Monday, March 18, 2024

Constructing a Conformal Chatbot in Julia | by Patrick Altmeyer | Jul, 2023

Must read

Conformal Prediction, LLMs and HuggingFace — Half 1

Towards Data Science

Massive Language Fashions (LLM) are all the excitement proper now. They’re used for quite a lot of duties, together with textual content classification, query answering, and textual content technology. On this tutorial, we’ll present methods to conformalize a transformer language mannequin for textual content classification utilizing ConformalPrediction.jl.

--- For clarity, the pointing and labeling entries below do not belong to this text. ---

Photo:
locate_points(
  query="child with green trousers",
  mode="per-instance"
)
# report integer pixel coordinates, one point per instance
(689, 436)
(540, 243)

Specifically, we have an interest within the activity of intent classification as illustrated within the sketch under. Firstly, we feed a buyer question into an LLM to generate embeddings. Subsequent, we prepare a classifier to match these embeddings to potential intents. In fact, for this supervised studying downside we want coaching knowledge consisting of inputs — queries — and outputs — labels indicating the true intent. Lastly, we apply Conformal Predition to quantify the predictive uncertainty of our classifier.

Conformal Prediction (CP) is a quickly rising methodology for Predictive Uncertainty Quantification. In case you’re unfamiliar with CP, chances are you’ll wish to first take a look at my 3-part introductory collection on the subject beginning with this put up.

Excessive-level overview of a conformalized intent classifier. Picture by creator.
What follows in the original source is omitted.